Growing business and production contributed to the budget collection gain, resulting from the success in fighting Covid-19 and the effectiveness of the Government’s Covid support policies, the local media reported.
Of the total, domestic revenue accounted for VND868 trillion, a year-on-year increase of 15%.
The index of industrial production in the year to July had improved 8.8% year-on-year, while the country’s export revenue picked up 16.1% year-on-year and its import turnover rose by 13.6%.
During the seven-month period, Vietnam’s total retail sales of goods and services ticked up 16% year-on-year, the highest growth rate in five years.
Besides, the country also saw the tourism sector rebound strongly in the January-July period, with 954,000 international travelers to Vietnam, a 10-fold year-on-year surge.

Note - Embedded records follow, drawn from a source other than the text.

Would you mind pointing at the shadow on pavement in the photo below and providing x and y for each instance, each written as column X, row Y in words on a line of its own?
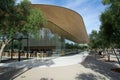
column 99, row 66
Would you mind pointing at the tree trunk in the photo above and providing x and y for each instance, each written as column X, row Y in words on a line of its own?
column 116, row 55
column 108, row 54
column 2, row 48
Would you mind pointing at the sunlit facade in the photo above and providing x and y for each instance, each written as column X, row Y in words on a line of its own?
column 62, row 23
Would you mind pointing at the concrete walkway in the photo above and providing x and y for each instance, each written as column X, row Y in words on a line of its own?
column 76, row 67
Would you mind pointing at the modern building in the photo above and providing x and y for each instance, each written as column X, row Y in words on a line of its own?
column 62, row 23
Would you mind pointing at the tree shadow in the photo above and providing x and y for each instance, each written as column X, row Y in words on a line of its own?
column 7, row 73
column 18, row 68
column 46, row 79
column 101, row 67
column 88, row 76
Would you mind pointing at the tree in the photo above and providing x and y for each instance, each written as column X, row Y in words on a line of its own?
column 110, row 26
column 18, row 18
column 93, row 37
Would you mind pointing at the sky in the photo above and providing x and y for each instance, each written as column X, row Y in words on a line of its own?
column 90, row 10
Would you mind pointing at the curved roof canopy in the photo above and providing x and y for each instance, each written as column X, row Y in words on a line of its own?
column 64, row 22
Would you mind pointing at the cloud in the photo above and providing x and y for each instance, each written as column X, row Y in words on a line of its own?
column 89, row 10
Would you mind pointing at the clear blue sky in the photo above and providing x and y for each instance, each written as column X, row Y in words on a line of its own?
column 90, row 10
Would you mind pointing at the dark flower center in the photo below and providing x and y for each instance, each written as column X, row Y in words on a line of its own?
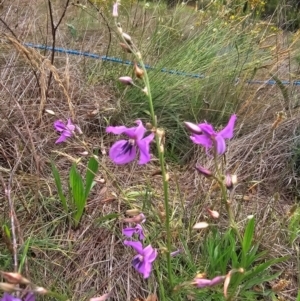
column 137, row 261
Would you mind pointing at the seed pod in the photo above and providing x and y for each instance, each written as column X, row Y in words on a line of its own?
column 139, row 73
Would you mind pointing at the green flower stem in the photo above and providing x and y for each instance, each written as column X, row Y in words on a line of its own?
column 164, row 173
column 220, row 178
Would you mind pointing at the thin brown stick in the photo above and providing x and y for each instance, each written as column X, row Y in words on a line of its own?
column 53, row 31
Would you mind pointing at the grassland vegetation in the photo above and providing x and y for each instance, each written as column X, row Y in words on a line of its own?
column 198, row 199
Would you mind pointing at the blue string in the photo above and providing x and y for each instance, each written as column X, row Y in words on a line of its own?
column 118, row 60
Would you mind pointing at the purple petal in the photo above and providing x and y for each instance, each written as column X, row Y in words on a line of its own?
column 146, row 269
column 202, row 282
column 29, row 297
column 115, row 10
column 144, row 147
column 140, row 231
column 217, row 280
column 122, row 152
column 59, row 125
column 61, row 139
column 70, row 126
column 194, row 128
column 202, row 139
column 207, row 129
column 140, row 130
column 117, row 130
column 136, row 245
column 128, row 232
column 175, row 253
column 227, row 132
column 8, row 297
column 67, row 133
column 221, row 145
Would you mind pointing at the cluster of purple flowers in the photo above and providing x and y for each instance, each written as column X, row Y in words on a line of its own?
column 145, row 257
column 125, row 150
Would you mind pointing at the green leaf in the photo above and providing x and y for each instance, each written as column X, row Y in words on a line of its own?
column 59, row 187
column 107, row 217
column 91, row 172
column 262, row 267
column 77, row 193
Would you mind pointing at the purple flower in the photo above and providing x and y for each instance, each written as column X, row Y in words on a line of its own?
column 142, row 262
column 8, row 297
column 209, row 137
column 124, row 151
column 138, row 229
column 203, row 282
column 175, row 253
column 66, row 130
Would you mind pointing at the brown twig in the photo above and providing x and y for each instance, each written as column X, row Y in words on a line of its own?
column 53, row 31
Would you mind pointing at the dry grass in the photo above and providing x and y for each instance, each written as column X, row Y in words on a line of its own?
column 92, row 260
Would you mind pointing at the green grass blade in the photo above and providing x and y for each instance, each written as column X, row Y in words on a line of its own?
column 59, row 187
column 90, row 175
column 77, row 193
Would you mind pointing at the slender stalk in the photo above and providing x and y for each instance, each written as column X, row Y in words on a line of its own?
column 163, row 171
column 160, row 150
column 219, row 177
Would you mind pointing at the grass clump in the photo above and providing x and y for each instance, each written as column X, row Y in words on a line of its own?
column 212, row 238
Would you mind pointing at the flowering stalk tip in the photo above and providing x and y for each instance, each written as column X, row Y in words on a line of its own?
column 206, row 136
column 126, row 80
column 124, row 151
column 67, row 130
column 143, row 261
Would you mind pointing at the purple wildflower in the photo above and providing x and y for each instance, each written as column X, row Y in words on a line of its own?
column 175, row 253
column 8, row 297
column 209, row 137
column 138, row 229
column 124, row 151
column 66, row 130
column 126, row 80
column 203, row 282
column 142, row 262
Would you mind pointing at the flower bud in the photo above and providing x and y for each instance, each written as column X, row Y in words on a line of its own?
column 127, row 38
column 125, row 47
column 40, row 290
column 139, row 73
column 133, row 212
column 138, row 219
column 230, row 181
column 193, row 128
column 126, row 80
column 213, row 214
column 175, row 253
column 145, row 90
column 119, row 26
column 203, row 171
column 51, row 112
column 14, row 278
column 102, row 298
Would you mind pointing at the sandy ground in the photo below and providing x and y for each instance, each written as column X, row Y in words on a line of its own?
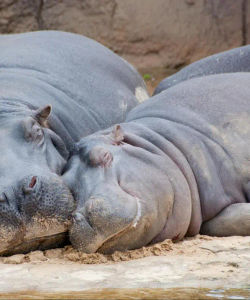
column 199, row 262
column 195, row 264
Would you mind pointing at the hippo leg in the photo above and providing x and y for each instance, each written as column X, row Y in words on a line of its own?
column 233, row 220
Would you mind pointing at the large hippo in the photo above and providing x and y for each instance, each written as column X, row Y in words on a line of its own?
column 178, row 165
column 235, row 60
column 89, row 88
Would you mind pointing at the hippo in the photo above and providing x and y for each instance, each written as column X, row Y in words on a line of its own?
column 179, row 165
column 89, row 88
column 235, row 60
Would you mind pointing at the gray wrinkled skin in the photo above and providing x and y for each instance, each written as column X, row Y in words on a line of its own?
column 235, row 60
column 89, row 88
column 179, row 165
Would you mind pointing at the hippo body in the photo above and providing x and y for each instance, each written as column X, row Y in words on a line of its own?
column 235, row 60
column 89, row 88
column 179, row 165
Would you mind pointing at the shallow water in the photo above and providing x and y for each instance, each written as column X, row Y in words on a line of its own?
column 122, row 294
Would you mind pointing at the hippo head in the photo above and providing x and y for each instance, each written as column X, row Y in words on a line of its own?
column 119, row 206
column 34, row 202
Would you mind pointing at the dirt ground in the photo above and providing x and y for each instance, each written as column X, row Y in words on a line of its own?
column 196, row 263
column 199, row 262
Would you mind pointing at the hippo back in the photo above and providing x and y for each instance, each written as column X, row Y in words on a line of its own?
column 88, row 85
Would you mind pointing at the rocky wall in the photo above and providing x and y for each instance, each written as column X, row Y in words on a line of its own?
column 149, row 33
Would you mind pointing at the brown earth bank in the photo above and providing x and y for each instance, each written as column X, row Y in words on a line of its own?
column 149, row 33
column 198, row 262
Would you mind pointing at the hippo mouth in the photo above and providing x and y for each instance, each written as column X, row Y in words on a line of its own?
column 105, row 246
column 38, row 243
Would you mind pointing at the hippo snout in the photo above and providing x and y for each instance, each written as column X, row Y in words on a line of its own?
column 100, row 219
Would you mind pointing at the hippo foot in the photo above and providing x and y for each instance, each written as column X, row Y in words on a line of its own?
column 233, row 220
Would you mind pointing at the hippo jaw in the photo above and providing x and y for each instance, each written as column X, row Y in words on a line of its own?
column 116, row 208
column 37, row 220
column 96, row 241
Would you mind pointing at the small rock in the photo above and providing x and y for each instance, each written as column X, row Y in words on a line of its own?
column 14, row 259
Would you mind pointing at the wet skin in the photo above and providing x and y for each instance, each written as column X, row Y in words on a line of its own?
column 178, row 166
column 90, row 88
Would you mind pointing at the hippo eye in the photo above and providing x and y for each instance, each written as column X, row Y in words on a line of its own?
column 3, row 198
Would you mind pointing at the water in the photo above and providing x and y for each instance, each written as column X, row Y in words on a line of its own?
column 122, row 294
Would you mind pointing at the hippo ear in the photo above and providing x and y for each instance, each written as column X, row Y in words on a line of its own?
column 42, row 114
column 99, row 156
column 117, row 135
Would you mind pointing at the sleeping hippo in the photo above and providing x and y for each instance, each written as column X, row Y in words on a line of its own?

Over the past seven months, the taxation agency offered multiple support programs to residents and firms to overcome the pandemic and further develop. The total amount of reduced and exempted taxes was some VND35.6 trillion, while extended tax payments amounted to VND43 trillion.
In addition, the State budget lost VND763.5 billion during the seven-month period due to the cut in environmental production tax on jet fuel.